Publication date: 15th May 2025
Quaternary nanocrystals (NCs) incorporating Ag, Zn, Sn, and S (AZTS NCs) are emergent, lead-free, and emissive materials in the coinage chalcogenide family. Like many multinary nanomaterials, the synthesis of phase-pure pirquitasite (Ag2ZnSnS4) is complicated by the generation of e.g. binary/ternary chalcogenide, structural, and metallic impurities. We will discuss our development of a stepwise synthetic procedure that controls the size, morphology, and transformations of acanthite-like (Ag2S) and canfieldite-like (Ag8SnS6) intermediates en route to a quaternary product.
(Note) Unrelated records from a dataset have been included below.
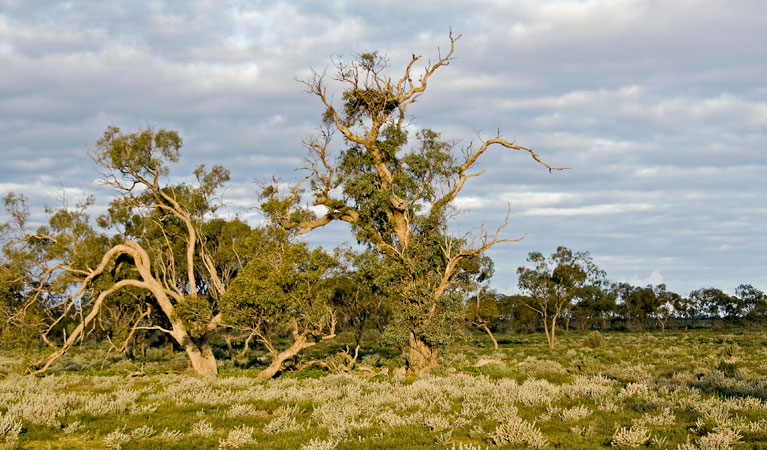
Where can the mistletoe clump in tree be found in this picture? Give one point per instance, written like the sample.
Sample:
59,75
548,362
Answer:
397,197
This reaction scheme grants the production of small AZTS NCs (diameter: 2.1–4.0 nm) that we cannot achieve through established single-injection procedures—expanding the accessible range of quantum-confined AZTS emission to shorter wavelengths (λ: 650–740 nm). We show that the initial sulfur stoichiometry is the key handle for template-size tunability and highlight an advantage of temporally separating transformation steps in a one-pot reaction. We then use NMR and optical spectroscopies to demonstrate that the installation of thiol ligands improves colloidal stability, while exposure to carboxylic acids does not. Combined, these advances yield a workable optical nanomaterial that exhibits a remarkably long average excited-state lifetime (~170ns), and we show that ultra-small AZTS NCs can act as effective, less-toxic sensitizers for red-to-blue triplet-fusion upconversion.1 Yet, advanced structural probes may tell a still-more-nuanced tale. Our results highlight transferrable insights for the synthesis and post-synthetic treatment of complex, less-toxic quaternary nanocrystalline systems.
Yarur Villanueva, F.; Hasham, M.; Green, P. B.; Imperiale, C. J.; Rahman, S.; Burns, D. C.; Wilson, M. W. B., A Stepwise Reaction Achieves Ultrasmall Ag2ZnSnS4 Nanocrystals. ACS Nano 2024, 18(52), 35182-35201.